Experts quibbled on whether it was a racist ploy. Decades later, Groover did not beat around the bush: "I was a segregationist… If you want to establish if I was racially prejudiced, I was. If you want to establish that some of my political activity was racially motivated, it was."
Following the passing of civil rights legislation in the 1960s, whites migrated en masse to the Republican Party, and Democrats struggled with statewide candidates. Their efforts to field candidates who could reconcile Democratic national priorities with local white sensitivities proved too difficult a needle to thread.
Enter Stacey Abrams, a former Democratic state lawmaker who nearly beat current Republican Governor Brian Kemp in 2018. An indefatigable voting rights activist, she came up with a different strategy: Dump the milquetoast strategy of appeasing rural whites and go for a bold, progressive platform targeting the base, with a laser-like focus on registering new voters.
The results are in. In November, Joe Biden became the first Democratic candidate to win Georgia in 28 years. Warnock and Ossoff are the first Democrats to be sent to the US Senate by Georgia since 2005.
To be sure, the Republican debacle in January was the result of multiple factors. Foremost among them was the 600-pound gorilla in US politics, President Donald Trump, whose support turned out to be a poisoned chalice. What Trump should have done was to make a focused attempt to rally Republicans. In reality, he was all over the place and a huge distraction. He falsely claimed to have won Georgia, bad-mouthed Republican Georgia Governor Brian Kemp for "losing" Georgia, made unsubstantiated claims of rigging and undermined the integrity of Georgia elections.
Kelly Loeffler, one of the Republican candidates, was hamstrung in the November general elections where she had to fend off attacks from the right by a fellow Republican contender. In a bid to brush up her conservative credentials, she claimed she was to the right of Attila the Hun (I am not making this up). You realise something is a bit off when a candidate has to use Attila as a character reference.

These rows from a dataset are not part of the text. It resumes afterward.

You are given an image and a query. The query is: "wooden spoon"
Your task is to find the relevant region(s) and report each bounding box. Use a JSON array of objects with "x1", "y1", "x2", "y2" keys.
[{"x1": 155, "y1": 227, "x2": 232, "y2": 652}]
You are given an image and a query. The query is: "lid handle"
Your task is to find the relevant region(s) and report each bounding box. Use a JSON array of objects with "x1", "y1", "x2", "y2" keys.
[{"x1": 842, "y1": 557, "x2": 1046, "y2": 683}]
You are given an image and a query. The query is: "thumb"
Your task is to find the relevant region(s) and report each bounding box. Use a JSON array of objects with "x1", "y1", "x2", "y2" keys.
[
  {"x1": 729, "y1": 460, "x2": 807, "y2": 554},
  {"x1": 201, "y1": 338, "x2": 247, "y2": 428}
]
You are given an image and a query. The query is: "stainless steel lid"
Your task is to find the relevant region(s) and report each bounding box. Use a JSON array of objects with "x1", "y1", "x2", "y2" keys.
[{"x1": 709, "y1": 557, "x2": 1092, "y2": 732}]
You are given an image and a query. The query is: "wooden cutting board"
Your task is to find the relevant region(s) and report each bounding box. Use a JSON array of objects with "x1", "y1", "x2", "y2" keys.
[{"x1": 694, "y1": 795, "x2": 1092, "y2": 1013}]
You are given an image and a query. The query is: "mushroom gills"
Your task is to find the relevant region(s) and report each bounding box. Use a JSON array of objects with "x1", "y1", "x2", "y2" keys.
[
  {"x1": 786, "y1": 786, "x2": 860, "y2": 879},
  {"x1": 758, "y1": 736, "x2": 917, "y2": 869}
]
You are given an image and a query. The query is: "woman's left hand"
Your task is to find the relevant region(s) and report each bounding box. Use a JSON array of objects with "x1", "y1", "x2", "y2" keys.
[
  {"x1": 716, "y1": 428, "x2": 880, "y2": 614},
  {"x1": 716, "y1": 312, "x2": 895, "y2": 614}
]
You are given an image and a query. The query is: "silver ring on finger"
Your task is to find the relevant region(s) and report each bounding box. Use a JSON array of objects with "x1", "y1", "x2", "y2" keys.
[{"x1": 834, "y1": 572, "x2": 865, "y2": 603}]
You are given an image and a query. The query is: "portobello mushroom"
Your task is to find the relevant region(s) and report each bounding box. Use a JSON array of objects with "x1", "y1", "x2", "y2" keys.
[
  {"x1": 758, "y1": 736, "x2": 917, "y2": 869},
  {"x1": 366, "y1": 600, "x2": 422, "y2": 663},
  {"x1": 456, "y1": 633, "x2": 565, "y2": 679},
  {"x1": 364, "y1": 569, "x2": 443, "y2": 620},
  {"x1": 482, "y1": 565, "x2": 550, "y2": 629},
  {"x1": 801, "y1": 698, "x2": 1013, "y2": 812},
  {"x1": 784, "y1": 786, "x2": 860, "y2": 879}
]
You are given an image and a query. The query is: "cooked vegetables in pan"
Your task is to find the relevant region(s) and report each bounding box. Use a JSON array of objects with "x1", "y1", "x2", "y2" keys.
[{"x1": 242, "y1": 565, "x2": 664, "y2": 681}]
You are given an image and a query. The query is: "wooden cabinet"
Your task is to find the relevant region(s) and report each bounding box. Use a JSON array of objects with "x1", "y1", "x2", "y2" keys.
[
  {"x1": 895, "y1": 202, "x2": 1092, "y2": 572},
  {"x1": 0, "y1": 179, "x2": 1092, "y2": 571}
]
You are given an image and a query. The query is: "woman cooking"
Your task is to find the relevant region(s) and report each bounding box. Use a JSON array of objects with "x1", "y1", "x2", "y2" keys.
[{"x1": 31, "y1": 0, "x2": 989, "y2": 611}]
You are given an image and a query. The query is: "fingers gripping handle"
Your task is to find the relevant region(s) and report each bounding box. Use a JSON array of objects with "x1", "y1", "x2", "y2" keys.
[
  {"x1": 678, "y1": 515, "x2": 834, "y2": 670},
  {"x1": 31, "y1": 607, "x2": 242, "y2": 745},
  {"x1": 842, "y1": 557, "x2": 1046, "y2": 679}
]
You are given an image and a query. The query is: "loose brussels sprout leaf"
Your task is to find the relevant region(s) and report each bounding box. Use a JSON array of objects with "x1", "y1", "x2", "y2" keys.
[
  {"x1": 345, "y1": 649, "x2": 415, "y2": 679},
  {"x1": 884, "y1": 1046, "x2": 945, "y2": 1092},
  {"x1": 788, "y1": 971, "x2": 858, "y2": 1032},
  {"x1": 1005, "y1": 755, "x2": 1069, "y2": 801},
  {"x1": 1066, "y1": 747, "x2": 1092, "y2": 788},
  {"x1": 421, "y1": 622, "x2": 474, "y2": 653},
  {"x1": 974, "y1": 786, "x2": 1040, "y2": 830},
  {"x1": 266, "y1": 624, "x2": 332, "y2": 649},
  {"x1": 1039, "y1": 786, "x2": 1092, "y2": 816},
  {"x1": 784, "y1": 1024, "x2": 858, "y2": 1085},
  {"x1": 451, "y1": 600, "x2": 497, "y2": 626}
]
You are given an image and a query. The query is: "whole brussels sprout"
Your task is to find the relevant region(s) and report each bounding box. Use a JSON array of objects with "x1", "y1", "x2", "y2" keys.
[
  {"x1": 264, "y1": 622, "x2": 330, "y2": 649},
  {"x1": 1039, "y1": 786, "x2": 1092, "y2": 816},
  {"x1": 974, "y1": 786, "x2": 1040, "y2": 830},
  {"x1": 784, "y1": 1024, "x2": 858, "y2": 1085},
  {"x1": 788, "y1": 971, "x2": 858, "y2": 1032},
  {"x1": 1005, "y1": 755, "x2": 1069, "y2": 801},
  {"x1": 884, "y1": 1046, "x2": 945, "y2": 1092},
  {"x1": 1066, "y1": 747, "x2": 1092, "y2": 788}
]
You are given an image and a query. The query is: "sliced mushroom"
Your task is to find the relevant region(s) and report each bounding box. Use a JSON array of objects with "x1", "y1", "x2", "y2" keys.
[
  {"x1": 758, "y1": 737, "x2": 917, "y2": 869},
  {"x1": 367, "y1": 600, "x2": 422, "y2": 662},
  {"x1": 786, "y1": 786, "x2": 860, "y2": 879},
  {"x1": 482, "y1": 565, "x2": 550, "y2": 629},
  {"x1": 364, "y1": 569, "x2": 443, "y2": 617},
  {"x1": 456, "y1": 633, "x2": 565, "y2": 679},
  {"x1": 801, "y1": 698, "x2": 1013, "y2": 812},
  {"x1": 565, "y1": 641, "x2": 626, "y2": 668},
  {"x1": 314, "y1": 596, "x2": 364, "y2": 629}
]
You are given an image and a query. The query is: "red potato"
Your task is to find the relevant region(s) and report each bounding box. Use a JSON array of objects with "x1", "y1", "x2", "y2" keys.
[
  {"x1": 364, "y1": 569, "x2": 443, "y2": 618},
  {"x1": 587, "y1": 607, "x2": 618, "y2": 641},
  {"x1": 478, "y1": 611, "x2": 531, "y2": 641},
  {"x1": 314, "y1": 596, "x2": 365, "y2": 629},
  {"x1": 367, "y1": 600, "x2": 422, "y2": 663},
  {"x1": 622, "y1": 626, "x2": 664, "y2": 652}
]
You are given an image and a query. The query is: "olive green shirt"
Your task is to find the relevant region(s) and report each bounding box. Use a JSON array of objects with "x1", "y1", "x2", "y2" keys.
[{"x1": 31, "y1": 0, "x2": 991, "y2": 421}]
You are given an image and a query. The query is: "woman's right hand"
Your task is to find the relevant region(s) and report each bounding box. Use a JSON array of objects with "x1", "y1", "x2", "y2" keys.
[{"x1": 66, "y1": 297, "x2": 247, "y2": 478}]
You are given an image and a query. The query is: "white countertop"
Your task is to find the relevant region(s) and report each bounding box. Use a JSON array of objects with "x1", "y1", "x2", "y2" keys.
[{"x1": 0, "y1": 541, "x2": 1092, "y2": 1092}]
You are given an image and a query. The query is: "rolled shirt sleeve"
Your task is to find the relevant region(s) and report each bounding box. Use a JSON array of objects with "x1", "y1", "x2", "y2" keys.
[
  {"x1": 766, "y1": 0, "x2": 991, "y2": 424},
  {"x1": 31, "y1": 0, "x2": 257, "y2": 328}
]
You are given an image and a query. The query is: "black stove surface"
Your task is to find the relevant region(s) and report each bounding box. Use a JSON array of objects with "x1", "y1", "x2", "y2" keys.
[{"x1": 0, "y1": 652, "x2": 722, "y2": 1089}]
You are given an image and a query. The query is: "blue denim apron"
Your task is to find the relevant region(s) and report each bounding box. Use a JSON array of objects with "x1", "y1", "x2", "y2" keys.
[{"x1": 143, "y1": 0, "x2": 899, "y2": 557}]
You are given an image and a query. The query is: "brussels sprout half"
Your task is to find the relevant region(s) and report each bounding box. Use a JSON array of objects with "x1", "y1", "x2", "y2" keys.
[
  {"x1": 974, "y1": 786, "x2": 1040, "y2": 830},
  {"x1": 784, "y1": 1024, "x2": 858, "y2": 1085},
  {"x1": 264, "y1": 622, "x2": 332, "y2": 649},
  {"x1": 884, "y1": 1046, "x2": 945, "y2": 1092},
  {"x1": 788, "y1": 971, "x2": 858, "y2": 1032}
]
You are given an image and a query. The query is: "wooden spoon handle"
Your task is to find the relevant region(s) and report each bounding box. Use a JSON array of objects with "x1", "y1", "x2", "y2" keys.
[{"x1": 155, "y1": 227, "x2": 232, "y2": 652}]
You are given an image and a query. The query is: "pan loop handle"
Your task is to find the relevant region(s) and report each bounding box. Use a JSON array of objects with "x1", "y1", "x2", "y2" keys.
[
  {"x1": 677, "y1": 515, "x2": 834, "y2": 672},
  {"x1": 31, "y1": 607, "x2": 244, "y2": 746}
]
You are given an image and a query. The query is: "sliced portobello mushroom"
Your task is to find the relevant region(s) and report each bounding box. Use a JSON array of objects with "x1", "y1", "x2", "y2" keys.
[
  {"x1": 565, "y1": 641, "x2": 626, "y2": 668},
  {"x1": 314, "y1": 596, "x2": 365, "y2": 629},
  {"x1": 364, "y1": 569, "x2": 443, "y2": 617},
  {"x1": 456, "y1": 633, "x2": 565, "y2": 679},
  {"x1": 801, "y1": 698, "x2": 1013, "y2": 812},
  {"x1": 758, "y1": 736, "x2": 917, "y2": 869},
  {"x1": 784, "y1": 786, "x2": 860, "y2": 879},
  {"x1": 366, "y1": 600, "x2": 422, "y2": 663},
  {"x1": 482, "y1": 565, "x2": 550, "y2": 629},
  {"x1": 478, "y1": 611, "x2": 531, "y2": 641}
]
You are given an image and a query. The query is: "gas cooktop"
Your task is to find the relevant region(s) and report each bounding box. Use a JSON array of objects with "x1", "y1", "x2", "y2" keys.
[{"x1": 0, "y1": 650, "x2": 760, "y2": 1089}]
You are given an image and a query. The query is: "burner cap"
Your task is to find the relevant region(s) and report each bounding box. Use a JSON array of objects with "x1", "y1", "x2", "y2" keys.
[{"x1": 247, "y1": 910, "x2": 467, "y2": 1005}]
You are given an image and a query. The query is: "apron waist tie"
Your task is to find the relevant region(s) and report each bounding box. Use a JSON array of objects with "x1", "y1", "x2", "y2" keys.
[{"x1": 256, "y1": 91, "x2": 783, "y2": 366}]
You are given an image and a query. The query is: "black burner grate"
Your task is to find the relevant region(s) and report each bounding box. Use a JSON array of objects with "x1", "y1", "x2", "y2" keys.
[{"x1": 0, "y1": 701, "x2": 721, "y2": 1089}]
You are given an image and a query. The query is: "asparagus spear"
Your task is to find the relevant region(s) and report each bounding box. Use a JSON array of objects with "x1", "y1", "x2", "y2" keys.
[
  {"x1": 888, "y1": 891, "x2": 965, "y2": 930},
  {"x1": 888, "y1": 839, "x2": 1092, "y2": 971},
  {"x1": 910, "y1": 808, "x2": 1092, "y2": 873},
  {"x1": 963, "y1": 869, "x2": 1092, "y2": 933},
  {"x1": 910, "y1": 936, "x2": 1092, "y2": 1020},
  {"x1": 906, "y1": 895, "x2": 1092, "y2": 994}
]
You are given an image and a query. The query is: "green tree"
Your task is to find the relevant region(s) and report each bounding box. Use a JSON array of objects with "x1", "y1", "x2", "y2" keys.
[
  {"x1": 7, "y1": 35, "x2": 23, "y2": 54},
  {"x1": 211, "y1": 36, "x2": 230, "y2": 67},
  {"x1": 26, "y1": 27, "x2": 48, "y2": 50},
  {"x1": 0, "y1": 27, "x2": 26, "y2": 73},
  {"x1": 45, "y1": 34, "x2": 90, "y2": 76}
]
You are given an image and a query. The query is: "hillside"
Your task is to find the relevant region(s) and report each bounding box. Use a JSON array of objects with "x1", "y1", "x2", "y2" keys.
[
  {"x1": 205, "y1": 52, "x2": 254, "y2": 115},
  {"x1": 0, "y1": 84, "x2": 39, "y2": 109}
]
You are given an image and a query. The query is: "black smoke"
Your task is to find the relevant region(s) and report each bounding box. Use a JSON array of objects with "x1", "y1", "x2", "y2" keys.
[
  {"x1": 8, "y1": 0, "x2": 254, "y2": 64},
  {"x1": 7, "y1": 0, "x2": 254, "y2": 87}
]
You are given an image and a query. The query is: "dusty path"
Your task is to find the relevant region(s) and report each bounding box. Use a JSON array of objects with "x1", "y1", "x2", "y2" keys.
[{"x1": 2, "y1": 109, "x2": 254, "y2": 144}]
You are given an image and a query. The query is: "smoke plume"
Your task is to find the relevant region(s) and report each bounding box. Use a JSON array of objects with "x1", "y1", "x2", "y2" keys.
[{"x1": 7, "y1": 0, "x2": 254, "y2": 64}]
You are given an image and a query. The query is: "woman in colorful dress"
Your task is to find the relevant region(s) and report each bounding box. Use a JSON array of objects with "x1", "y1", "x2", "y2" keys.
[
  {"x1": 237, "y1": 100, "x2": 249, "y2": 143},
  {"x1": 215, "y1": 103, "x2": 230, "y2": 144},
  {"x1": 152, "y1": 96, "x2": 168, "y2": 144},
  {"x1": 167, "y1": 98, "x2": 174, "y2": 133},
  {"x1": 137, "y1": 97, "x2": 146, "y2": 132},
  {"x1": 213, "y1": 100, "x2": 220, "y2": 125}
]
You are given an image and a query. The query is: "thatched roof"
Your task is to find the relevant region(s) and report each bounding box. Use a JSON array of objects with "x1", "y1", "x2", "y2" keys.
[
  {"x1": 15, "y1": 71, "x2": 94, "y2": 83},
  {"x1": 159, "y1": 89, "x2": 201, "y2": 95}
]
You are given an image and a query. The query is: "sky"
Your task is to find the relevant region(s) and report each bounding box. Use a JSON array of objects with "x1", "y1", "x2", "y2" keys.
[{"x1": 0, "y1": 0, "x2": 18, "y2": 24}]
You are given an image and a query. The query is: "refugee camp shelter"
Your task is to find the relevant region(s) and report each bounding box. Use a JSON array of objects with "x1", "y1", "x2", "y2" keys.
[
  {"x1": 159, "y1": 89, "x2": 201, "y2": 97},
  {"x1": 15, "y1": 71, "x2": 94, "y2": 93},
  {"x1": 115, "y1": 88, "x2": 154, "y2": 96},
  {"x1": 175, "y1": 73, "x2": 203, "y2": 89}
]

What happened to David Perdue, the other Republican candidate, is ironic. There was a certain poetic justice in the way Georgia Republicans got caught in a trap of their own making. Perdue had actually won in the November elections, but missed the 50 percent majority threshold by a whisker. Warnock beat him handily in the runoff. In the absence of the runoff, Perdue would have won, and Republicans would have had control of the Senate.
However, Democrats have little time to bask in the glory of their victories, sweet as it is. Come January 20, Trump will be gone, but his toxic political brew of white grievance, fact-free fantasies and mean spiritedness will continue to torment us. Democrats will have to gird their loins for the coming hard-fought battles. They can, however, draw some comfort from the fact that with hard work, a Democratic hope of victory is no longer the pipe dream it used to be in Georgia.
Ashfaque Swapan, an Atlanta-based writer and editor, is contributing editor for Siliconeer, an online South Asian publication.